Laporan inventarisasi gas rumah kaca dalam Biennale Update Report (BUR) ketiga menunjukkan peningkatan emisi menjadi 1,845 GtCO2e, yang didominasi oleh emisi dari perubahan penggunakan lahan dan kehutanan (LUCF), termasuk kebakaran gambut (50,13%) diikuti oleh energi (34,49%), limbah (6,52%), dan proses industri dan penggunaan produk atau IPPU (3,15%).
“Meskipun SNDC memuat target ambisius, termasuk restorasi lahan gambut sekitar 2 juta hektare dan rehabilitasi seluas 8,3 juta hektare dalam pengurangan emisi melalui rewetting dan revegetasi, kebijakan nasional lainnya justru menimbulkan ancaman serius terhadap keberlangsungan ekosistem gambut,” kata Syafiq.
SNDC, lanjutnya, telah mencantumkan aksi mitigasi seperti moratorium izin baru untuk konversi hutan primer serta target restorasi lahan gambut seluas sekitar 2 juta hektare.
“Situasi ini paradoks dengan realita yang terjadi, ini dibuktikan dengan banyaknya proyek pembangunan yang mengubah area esensial skala luas termasuk ekosistem gambut. Sedangkan sumber emisi di sektor FOLU lahir atas praktik deforestasi, kebakaran, dan alih fungsi lahan. Rata-rata kontribusi per tahunnya FOLU (51,5%), transportasi (12,5%), listrik dan panas (11,4%),” ucapnya.
Syafiq juga menyebut pemerintah Indonesia dengan serius melakukan moratorium permanen industri ekstraktif dan perkebunan yang telah nyata merusak ekosistem gambut.

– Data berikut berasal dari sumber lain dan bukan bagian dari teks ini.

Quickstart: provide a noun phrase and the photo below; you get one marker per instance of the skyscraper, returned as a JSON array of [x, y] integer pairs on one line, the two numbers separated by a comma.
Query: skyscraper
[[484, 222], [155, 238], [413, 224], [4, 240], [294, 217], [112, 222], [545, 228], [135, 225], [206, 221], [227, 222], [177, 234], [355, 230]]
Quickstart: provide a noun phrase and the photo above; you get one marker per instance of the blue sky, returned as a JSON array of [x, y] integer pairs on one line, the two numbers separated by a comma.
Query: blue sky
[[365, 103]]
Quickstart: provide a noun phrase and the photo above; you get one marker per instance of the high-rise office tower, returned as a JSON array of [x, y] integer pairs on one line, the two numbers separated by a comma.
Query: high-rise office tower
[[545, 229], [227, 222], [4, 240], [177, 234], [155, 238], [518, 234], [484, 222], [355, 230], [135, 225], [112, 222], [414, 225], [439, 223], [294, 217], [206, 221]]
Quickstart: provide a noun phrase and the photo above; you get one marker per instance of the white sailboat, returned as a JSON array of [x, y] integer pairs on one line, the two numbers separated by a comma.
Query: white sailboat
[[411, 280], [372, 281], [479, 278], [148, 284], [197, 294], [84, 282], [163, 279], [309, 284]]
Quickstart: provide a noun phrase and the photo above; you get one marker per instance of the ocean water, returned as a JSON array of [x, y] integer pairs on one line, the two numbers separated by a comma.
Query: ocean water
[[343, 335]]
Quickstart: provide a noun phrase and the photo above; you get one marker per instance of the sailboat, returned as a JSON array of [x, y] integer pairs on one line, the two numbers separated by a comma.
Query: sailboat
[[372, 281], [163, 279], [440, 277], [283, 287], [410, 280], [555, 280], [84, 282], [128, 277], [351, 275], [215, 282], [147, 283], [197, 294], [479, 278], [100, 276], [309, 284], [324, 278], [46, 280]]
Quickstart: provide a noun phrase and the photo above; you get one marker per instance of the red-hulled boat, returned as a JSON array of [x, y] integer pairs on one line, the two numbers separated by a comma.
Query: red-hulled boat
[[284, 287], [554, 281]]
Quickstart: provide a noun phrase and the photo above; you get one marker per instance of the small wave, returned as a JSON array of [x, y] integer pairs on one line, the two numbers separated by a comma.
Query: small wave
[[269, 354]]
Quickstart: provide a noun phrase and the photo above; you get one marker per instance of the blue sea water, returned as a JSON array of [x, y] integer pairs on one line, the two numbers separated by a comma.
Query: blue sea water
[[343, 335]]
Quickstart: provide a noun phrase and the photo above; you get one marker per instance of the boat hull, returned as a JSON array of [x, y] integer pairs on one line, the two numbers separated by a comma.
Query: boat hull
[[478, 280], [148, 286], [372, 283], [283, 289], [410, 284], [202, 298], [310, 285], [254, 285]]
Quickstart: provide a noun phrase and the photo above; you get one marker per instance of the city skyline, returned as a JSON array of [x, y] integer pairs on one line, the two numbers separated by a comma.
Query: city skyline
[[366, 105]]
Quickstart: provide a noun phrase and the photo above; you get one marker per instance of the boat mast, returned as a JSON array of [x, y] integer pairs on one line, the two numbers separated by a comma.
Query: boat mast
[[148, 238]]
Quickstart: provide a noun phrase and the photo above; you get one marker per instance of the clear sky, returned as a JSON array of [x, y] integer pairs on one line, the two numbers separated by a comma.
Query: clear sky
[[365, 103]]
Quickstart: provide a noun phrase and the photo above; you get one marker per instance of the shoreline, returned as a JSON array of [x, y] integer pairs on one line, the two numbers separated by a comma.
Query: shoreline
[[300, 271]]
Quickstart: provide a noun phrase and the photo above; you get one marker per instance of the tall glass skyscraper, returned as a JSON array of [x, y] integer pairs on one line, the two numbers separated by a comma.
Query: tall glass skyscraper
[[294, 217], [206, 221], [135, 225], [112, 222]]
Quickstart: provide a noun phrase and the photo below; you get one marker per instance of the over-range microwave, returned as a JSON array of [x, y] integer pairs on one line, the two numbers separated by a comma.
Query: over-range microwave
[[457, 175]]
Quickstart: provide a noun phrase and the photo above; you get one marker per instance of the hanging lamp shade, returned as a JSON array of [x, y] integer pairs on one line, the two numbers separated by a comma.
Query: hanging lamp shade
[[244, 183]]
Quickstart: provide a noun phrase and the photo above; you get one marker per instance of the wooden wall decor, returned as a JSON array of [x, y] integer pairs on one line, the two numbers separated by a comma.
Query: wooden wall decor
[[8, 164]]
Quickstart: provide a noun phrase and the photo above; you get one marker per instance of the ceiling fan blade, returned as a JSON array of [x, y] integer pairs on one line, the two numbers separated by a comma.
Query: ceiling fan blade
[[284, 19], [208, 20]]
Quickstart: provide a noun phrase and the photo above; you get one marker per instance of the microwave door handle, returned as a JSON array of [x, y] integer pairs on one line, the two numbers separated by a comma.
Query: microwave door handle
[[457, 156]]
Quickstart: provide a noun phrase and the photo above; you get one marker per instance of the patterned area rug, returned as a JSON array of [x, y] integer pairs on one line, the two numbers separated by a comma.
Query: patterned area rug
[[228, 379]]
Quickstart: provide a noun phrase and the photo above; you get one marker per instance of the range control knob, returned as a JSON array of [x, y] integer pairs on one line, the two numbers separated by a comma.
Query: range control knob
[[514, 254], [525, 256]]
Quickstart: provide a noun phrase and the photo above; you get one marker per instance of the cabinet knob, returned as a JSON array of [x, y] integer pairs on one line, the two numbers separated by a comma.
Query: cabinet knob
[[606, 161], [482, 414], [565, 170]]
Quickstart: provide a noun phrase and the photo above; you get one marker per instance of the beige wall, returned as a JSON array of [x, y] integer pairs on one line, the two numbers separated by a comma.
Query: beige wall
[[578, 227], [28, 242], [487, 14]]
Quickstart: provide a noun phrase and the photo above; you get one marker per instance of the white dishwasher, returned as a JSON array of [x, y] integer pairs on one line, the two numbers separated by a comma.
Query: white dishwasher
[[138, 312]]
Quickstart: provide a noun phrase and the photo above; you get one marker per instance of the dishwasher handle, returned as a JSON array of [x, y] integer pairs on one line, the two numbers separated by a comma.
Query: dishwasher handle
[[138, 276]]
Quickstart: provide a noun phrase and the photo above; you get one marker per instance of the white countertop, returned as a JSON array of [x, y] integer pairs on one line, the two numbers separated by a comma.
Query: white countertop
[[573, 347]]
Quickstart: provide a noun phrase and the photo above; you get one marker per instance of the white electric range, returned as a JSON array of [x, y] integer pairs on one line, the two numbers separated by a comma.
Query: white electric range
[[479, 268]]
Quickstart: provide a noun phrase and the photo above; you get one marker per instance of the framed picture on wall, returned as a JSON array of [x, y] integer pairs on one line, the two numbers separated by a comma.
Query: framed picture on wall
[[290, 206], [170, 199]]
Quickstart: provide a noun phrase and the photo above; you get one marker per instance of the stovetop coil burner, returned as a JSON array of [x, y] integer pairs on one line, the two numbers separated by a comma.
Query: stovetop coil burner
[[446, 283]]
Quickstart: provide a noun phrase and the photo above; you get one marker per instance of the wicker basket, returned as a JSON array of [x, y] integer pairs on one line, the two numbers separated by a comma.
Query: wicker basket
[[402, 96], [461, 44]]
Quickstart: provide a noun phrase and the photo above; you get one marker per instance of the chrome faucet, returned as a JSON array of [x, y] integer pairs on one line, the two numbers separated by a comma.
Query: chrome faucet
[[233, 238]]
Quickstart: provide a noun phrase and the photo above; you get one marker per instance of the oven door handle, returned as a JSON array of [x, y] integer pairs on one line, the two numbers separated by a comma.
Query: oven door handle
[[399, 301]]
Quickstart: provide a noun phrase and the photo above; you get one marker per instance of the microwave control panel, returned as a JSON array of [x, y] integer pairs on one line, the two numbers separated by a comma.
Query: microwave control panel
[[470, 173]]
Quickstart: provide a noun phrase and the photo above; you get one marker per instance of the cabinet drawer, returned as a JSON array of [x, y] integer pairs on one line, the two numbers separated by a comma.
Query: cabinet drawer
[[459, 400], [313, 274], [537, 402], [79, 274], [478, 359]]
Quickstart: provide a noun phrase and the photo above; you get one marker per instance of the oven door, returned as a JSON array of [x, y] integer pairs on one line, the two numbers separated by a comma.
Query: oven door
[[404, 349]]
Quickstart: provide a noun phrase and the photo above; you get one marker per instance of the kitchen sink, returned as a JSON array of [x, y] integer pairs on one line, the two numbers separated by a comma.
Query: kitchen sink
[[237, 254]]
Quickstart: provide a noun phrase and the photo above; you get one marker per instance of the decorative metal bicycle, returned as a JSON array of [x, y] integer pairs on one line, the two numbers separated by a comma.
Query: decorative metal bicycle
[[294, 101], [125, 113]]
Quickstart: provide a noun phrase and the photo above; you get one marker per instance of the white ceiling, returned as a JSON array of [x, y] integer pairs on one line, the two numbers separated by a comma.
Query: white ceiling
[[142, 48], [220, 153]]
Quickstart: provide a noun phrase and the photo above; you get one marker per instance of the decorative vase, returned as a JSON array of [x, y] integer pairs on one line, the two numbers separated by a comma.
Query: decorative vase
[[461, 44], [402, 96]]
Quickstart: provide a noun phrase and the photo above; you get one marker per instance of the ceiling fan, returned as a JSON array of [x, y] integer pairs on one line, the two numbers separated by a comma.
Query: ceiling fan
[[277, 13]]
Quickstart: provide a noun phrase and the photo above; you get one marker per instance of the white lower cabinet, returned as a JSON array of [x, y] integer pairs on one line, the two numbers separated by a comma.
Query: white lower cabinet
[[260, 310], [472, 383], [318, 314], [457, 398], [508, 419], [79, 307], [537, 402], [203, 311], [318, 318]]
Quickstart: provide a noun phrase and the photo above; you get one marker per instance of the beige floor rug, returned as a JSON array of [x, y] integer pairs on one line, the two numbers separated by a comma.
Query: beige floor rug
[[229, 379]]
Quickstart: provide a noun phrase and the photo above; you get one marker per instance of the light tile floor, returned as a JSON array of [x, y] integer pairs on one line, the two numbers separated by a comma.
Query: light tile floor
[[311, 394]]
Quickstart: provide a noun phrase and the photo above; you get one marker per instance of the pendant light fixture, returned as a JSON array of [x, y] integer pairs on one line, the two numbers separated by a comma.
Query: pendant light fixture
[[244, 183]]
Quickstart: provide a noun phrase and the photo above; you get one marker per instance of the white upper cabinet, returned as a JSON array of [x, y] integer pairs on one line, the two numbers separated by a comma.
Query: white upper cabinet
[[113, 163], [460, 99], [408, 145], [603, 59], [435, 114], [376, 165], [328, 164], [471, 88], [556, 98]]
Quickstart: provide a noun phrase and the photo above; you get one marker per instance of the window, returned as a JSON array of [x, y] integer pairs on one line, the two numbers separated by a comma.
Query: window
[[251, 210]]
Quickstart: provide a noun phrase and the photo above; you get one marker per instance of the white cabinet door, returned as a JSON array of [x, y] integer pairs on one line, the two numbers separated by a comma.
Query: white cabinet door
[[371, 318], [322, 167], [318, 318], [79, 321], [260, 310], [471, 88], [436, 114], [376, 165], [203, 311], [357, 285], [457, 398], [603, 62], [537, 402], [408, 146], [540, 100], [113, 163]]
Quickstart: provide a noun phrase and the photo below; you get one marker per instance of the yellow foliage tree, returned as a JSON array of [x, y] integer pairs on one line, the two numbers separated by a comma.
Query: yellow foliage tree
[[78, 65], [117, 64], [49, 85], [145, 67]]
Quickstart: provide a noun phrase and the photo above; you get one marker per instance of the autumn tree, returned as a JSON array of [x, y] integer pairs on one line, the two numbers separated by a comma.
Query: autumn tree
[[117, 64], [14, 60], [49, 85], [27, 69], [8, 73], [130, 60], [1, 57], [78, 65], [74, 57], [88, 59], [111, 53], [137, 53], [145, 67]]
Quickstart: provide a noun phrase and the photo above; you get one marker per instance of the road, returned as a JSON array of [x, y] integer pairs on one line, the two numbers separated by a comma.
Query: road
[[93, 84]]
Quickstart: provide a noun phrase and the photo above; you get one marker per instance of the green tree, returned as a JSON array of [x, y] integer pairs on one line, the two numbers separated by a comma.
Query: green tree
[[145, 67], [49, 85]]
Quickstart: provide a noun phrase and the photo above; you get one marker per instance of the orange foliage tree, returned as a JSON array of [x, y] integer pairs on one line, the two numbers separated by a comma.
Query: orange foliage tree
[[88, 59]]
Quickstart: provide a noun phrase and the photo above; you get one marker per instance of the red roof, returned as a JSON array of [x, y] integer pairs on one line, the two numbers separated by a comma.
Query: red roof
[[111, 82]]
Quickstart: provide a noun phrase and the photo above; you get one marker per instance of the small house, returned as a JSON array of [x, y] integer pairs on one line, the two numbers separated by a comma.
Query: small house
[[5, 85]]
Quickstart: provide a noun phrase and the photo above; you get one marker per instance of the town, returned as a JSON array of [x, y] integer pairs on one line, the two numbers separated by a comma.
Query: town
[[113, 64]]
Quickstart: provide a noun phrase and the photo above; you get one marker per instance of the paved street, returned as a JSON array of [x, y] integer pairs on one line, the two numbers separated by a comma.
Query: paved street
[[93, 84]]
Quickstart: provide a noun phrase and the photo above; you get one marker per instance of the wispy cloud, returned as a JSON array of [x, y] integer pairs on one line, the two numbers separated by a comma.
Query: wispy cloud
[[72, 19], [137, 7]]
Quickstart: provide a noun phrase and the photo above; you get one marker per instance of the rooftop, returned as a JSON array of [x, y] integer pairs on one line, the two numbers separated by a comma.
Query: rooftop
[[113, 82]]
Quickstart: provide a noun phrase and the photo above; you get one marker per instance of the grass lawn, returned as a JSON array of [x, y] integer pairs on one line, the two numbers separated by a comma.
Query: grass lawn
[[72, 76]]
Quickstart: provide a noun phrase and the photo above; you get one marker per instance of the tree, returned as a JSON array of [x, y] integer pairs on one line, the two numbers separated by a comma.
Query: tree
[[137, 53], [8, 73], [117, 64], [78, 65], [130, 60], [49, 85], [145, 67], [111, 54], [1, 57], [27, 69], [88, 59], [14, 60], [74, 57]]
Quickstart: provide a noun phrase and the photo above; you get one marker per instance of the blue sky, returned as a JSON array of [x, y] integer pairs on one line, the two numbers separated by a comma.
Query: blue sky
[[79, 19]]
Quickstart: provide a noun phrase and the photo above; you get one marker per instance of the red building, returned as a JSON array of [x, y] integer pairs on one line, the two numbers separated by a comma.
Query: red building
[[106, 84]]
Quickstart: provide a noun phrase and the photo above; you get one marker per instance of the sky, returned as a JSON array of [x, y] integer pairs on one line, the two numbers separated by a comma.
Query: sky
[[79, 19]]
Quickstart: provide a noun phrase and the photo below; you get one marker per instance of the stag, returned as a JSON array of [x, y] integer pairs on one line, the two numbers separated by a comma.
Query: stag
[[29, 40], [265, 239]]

“Dalam analisis kami, 3,3 juta hektare luas perkebunan sawit ilegal dalam kawasan hutan, 407.267 hektare berada di Kesatuan Hidrologis Gambut. Sebanyak 72% masuk dalam kategori rentan terbakar dengan tingkat sedang, sedangkan sebesar 27% dalam kategori rentan terbakar tingkat tinggi,” ucap Syafiq.
Ancaman di Sektor Laut
Tidak jauh berbeda dengan ancaman di sektor gambut, sektor laut juga jarang diperhatikan. Deputi Pengelolaan Program dan Jaringan KIARA, Erwin Suryana mengungkapkan ancaman yang serius.
“Sektor kelautan masih minim dibahas meski diakui strategi melalui blue carbon, konservasi laut, dan blue economy,” katanya.
Padahal, SNDC adalah pelemparan tanggung jawab dari perusahaan penyumbang emisi agar diadopsi oleh negara untuk ditanggulangi dampaknya. Selain itu, terdapat asimetri kekuasaan dalam tata kelola laut.
“Negara sebagai fasilitator pasar karbon laut, korporasi sebagai pendana proyek konservasi laut, dan nelayan sebagai objek yang tidak memiliki kepastian dan sangat rentan terhadap dampaknya,” kata Erwin.
Ia menambahkan, ancaman bagi laut, pesisir, dan pulau-pulau kecil sangat masif terjadi. Sebagai contoh, hasil tangkapan nelayan menurun akibat tambang nikel di pulau kecil, sedimentasi merusak padang lamun dan terumbu karang.
“Ambisi pertumbuhan ekonomi yang disampaikan melalui SNDC akan sulit terwujud jika pemerintah Indonesia masih belum menjadikan laut, pesisir, dan pulau-pulau kecil sebagai sektor utama yang harus dilindungi,” ujarnya.